Ia mengaku sangat terkejut saat mengetahui nama dan data lengkapnya tercantum sebagai pembeli sekaligus pemilik kendaraan eksklusif itu.

Baca juga: Guru Honorer Ini Syok Namanya Jadi Pemilik Ferrari 458, "Mimpi Saja Tak Pernah"

“Betul kang, saya kaget luar biasa. Ini jelas pelanggaran dan pencatutan data pribadi saya,” ujarnya, Rabu (15/4/2026), sebagaimana dikutip dari Tribunnews.com.

Mobil yang dimaksud adalah Ferrari 458 Speciale Aperta, salah satu varian langka yang hanya diproduksi 499 unit di dunia.

Kendaraan tersebut diketahui memiliki mesin berkapasitas 4.497 cc dan termasuk koleksi bernilai tinggi di kalangan pecinta otomotif.

Rizal menuturkan, sebelum kasus ini mencuat, ia sempat dihubungi orang tak dikenal yang meminta izin menggunakan KTP miliknya.

Telepon pertama diterima pada 2 April 2026 dari seseorang yang mengaku berasal dari Ciawigebang.

Permintaan itu langsung ditolak karena Rizal merasa curiga dan tidak mengenal penelepon.

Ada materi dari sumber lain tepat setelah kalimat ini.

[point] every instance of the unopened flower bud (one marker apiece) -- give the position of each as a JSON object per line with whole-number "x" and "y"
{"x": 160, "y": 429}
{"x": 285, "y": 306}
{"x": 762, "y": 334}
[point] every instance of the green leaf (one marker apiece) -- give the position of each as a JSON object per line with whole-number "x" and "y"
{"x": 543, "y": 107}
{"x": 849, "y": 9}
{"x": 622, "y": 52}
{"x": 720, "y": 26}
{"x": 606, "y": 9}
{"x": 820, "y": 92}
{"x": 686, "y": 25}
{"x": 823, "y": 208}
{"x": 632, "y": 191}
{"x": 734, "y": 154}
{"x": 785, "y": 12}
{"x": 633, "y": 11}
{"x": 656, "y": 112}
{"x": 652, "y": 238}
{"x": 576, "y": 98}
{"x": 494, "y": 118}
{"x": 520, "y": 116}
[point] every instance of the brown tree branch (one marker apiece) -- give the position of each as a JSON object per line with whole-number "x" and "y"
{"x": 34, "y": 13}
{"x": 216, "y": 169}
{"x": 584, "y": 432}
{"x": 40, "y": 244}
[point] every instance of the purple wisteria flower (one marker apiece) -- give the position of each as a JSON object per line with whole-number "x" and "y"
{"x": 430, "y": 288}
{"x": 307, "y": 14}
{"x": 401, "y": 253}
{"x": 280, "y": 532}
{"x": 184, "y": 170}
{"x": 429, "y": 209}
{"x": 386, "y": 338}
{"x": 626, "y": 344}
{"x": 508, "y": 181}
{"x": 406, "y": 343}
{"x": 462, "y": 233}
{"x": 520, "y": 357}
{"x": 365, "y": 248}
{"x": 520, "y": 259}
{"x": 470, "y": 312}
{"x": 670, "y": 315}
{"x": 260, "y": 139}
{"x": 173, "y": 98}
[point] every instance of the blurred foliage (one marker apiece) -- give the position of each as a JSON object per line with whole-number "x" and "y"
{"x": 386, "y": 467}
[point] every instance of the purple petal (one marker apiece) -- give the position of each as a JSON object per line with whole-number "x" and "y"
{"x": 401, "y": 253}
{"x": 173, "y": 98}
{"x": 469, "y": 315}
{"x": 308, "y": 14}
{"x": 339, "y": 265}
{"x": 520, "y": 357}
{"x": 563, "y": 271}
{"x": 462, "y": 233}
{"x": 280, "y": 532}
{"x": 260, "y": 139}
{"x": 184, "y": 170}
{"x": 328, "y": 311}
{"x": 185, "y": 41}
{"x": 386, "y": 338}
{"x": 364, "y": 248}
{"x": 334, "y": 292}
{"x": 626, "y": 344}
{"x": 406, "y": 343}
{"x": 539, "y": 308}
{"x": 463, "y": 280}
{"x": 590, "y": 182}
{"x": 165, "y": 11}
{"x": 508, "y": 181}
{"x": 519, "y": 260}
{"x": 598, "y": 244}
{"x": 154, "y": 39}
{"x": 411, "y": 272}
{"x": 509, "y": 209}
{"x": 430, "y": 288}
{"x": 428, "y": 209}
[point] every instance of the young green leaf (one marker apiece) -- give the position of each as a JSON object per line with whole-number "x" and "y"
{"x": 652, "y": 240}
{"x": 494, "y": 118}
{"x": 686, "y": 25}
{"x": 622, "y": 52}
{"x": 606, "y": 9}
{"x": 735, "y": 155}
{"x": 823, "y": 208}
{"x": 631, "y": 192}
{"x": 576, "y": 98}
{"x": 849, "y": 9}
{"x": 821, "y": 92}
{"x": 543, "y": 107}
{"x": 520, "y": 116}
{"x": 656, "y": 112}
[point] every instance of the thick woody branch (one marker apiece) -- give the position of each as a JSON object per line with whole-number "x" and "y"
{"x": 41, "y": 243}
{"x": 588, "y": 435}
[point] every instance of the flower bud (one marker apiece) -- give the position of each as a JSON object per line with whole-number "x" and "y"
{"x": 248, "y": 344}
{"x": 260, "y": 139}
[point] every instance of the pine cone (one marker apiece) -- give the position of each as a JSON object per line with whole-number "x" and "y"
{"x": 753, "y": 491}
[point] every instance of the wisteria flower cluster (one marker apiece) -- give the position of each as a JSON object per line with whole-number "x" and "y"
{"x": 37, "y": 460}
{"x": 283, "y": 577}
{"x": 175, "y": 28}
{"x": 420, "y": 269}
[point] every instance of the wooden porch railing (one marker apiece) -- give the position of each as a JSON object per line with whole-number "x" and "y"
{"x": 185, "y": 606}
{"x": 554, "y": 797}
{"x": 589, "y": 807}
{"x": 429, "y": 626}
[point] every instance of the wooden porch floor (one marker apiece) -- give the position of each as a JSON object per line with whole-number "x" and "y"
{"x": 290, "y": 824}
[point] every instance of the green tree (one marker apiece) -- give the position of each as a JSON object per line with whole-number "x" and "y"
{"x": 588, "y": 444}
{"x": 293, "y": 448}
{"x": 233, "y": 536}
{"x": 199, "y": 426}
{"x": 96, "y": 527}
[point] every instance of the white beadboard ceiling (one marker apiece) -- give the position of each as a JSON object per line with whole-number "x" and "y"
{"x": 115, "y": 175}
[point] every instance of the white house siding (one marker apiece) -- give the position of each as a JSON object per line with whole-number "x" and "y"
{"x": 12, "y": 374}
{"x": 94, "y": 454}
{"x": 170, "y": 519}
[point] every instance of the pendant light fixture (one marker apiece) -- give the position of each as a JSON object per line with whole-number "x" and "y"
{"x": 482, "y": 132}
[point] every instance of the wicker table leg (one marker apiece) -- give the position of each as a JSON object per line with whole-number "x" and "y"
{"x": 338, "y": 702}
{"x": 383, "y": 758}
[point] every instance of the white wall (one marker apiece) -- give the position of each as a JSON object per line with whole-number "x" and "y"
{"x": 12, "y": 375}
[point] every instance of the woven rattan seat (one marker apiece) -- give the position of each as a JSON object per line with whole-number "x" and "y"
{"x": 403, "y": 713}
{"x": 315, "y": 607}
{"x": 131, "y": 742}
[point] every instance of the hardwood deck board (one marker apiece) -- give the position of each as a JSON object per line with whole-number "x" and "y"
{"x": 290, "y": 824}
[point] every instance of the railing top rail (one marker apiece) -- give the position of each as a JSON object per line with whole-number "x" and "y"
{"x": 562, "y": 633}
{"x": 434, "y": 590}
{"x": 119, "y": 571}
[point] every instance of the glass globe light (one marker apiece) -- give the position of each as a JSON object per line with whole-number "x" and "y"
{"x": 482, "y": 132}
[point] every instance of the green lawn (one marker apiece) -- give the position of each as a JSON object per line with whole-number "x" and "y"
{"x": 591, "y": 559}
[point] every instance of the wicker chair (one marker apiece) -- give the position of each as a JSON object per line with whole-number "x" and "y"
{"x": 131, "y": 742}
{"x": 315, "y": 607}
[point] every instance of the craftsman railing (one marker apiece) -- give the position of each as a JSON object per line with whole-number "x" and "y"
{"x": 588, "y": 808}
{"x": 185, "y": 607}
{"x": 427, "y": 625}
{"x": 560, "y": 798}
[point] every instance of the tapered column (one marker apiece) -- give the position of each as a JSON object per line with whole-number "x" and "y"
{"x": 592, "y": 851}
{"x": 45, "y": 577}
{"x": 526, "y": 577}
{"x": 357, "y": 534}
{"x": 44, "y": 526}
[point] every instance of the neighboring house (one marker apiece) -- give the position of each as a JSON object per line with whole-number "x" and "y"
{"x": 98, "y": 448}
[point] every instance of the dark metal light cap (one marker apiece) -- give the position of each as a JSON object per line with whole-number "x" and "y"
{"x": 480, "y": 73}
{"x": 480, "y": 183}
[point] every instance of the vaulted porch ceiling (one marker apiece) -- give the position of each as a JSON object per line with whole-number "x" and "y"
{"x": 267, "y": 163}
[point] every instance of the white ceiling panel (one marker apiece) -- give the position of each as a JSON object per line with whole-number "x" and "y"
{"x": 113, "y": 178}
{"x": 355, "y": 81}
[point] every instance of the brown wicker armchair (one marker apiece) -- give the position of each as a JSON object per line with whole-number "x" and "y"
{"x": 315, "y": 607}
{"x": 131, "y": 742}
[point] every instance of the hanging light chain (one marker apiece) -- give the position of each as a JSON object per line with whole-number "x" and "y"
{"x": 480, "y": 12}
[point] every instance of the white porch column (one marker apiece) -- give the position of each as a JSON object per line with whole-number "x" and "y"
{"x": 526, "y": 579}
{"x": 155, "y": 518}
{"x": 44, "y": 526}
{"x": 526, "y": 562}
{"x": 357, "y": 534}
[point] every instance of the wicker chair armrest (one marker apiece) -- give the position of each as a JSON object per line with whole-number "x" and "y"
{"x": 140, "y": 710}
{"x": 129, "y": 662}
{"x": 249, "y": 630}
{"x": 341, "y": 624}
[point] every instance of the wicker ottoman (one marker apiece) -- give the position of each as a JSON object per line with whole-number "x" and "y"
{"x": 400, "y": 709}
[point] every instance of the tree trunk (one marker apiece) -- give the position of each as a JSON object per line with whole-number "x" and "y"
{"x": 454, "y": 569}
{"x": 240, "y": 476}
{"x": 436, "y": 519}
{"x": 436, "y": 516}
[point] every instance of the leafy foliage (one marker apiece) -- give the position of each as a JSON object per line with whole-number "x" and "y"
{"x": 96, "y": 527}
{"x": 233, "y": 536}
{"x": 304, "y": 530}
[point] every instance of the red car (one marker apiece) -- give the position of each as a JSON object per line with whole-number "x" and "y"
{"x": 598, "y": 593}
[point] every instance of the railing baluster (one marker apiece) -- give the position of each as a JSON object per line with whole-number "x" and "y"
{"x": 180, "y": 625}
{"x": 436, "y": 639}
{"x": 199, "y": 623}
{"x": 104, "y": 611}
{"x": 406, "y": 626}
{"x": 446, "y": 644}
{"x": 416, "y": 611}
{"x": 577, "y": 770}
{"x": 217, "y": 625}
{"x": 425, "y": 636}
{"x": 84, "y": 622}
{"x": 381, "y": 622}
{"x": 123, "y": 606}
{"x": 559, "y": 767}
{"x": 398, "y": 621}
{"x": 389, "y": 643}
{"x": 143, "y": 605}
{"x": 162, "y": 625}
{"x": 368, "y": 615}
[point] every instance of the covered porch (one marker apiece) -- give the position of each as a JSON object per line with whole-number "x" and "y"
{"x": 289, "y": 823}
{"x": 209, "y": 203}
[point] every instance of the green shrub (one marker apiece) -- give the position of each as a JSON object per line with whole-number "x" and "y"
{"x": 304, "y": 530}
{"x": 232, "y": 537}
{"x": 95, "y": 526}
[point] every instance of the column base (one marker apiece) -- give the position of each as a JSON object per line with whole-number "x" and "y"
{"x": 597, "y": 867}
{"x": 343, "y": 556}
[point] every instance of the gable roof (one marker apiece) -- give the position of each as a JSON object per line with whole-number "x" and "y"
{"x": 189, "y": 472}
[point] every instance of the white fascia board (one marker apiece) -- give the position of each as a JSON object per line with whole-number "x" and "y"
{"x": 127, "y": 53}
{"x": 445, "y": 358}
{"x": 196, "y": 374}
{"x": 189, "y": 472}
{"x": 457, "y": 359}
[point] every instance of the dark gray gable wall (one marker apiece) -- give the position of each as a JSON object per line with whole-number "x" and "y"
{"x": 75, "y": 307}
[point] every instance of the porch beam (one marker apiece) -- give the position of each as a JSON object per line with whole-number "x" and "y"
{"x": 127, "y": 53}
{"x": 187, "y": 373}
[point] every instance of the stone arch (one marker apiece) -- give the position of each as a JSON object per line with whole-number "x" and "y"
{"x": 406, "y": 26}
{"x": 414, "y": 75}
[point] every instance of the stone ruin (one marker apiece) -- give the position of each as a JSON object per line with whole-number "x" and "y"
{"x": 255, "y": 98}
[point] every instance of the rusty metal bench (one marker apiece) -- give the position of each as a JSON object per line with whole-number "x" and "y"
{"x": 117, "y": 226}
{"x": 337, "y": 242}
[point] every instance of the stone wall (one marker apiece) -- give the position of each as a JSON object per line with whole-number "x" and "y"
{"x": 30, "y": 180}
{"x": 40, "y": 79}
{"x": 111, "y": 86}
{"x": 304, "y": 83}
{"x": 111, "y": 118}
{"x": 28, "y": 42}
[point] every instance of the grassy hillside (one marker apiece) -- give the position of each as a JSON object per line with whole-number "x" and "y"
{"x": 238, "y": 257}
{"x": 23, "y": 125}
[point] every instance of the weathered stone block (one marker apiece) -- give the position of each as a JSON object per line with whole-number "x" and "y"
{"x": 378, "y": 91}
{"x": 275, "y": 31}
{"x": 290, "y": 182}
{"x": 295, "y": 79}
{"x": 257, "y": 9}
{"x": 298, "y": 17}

Namun upaya tersebut tidak berhenti.

Ia kembali dihubungi oleh nomor berbeda yang menawarkan imbalan Rp5 juta agar bersedia meminjamkan identitasnya.

“Dari kontak kedua, saya dijanjikan uang Rp5 juta. Tapi tetap saya tolak karena risikonya sangat besar,” tegasnya.

Nama Tetap Muncul di Faktur Resmi

Meski sudah menolak tawaran tersebut, nama Rizal justru tercantum dalam dokumen resmi pembelian kendaraan.

Berdasarkan faktur bernomor FRR/52784/2026 tertanggal 14 Januari 2026, ia tercatat membeli unit Ferrari 458 Speciale Aperta tahun 2020 melalui distributor resmi di Jakarta Pusat.

Temuan ini membuat Rizal khawatir, terutama terkait kemungkinan munculnya beban pajak maupun konsekuensi hukum di kemudian hari.

Akan Tempuh Jalur Hukum

Merasa dirugikan, Rizal berencana melaporkan kasus ini ke pihak kepolisian.

Ia berharap pelaku pencatutan identitas tersebut bisa segera ditindak.

“Saya akan lapor polisi supaya ada efek jera. Ini bisa merugikan saya ke depan,” katanya.

Selain itu, Rizal juga meminta Dinas Kependudukan dan Pencatatan Sipil (Dukcapil) memperketat sistem verifikasi identitas.

Ia mengusulkan agar teknologi seperti pengenalan wajah (face recognition) bisa diterapkan untuk mencegah kasus serupa terjadi pada masyarakat lain.

Kasus ini sekaligus menjadi pengingat pentingnya perlindungan data pribadi, terutama di tengah maraknya penyalahgunaan identitas yang menyasar masyarakat awam.